Figure 6. Selectivity and strength of modulation for depth in V6A.

Frequency distributions of preference index (PI), and depth of preference index (dPI) of the cells modulated in perisaccadic (A) and fixation (B) epochs in central, contralateral and ipsilateral space.

Figure 7. Population activity of “Near” and “Far” cells.

(A). Average activity represented as averaged normalized SDF (ordinate) for near (black) and far targets (grey) in V6A cells with preference in perisaccadic epoch for the two nearest targets, “Near”cells (N = 132) and for the three farthest targets, “Far” cells (N = 51). (B). Average activity of Near cells (N = 230) and Far cells (N = 89) in fixation epoch. In both A and B activity is aligned at saccade onset. Other details as in Figure 5.

Figure 8. Recording sites and preference for near and far space.

(A) The location of area V6A in the parieto-occipital sulcus (POs) is shown in a dorsal view of a hemisphere reconstructed in 3D using Caret software (http://brainmap.wustl.edu/caret/). (B) Representative parasagittal section at the level of the dashed line of panels A and C showing the dorsoventral extent of recorded region. Grey area: extent of V6Ad in that section. Asterisk: recording site of two near cells. (C) Enlarged view of the recorded region. Each circle represents the projection on the dorsal surface of a single penetration. Circle diameter is proportional to the incidence of preference for near (black) and far (gray) space.
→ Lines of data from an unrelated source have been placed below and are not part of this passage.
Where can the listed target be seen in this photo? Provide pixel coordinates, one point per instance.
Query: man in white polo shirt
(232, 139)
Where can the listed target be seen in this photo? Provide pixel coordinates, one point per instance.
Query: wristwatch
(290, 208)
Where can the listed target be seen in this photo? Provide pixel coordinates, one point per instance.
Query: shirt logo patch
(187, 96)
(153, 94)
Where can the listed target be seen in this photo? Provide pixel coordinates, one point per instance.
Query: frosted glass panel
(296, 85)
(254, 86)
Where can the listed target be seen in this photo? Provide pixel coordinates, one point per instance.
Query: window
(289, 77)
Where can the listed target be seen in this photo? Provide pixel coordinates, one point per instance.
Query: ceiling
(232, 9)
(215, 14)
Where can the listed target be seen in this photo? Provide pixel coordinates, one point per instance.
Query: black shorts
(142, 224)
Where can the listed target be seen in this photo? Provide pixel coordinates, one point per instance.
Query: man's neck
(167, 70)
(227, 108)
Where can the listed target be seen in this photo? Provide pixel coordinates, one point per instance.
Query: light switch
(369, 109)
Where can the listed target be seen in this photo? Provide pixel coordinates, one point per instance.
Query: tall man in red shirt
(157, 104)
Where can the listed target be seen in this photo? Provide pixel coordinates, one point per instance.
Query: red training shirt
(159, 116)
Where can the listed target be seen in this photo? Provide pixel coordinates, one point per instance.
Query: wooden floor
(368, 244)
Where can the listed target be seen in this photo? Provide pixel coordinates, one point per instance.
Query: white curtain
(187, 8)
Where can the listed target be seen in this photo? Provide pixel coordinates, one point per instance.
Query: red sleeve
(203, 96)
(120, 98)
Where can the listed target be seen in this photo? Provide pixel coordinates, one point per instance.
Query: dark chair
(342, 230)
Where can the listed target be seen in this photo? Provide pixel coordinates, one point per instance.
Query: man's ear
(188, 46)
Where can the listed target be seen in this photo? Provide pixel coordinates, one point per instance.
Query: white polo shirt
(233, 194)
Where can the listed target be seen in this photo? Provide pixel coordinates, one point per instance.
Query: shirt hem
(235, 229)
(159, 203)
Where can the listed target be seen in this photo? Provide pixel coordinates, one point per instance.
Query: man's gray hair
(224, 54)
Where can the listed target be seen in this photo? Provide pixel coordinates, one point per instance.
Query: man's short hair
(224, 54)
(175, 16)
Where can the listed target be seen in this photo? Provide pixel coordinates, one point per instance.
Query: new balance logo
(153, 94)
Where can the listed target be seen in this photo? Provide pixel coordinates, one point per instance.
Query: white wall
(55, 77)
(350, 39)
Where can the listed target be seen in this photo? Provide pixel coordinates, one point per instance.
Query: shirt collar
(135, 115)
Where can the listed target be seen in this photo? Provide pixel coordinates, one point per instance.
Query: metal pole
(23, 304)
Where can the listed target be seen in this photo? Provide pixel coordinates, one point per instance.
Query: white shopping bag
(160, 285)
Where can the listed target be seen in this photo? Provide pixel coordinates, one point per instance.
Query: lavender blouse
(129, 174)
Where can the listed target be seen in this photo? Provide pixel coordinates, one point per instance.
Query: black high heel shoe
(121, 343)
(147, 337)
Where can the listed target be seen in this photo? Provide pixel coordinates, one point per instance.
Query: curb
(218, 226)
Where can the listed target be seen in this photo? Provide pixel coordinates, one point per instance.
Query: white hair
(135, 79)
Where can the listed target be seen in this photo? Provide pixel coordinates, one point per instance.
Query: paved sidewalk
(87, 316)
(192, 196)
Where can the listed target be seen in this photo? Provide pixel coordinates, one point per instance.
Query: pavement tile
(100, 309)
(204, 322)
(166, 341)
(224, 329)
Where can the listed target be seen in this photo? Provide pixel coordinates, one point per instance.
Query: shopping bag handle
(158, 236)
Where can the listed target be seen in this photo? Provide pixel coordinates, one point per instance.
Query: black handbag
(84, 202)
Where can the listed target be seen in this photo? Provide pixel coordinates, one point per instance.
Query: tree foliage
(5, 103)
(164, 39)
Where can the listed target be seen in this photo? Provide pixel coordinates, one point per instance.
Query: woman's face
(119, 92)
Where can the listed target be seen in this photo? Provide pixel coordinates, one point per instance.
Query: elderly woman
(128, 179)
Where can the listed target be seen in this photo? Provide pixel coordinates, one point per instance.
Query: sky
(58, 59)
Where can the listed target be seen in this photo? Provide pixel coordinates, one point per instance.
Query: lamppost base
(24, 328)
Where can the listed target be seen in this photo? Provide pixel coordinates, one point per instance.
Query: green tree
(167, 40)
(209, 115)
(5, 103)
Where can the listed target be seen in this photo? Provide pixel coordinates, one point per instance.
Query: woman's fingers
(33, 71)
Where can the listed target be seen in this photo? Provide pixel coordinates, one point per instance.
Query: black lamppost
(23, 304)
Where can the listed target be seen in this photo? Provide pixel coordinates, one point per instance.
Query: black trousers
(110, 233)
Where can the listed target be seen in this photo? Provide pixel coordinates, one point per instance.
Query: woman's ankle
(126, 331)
Asterisk: as in B. Dashed line: level of the section shown in B. Ps, principal sulcus; ARi, arcuate sulcus inferior ramus; ARs, arcuate sulcus superior ramus; Cs, central sulcus; Cin, cinguate sulcus; Lat, lateral sulcus; STs, superior temporal sulcus; IPs, intraparietal sulcus; Ls, lunate sulcus; POm, medial parieto-occipital sulcus; Cal, calcarine sulcus; m:medial; a:anterior; d:dorsal.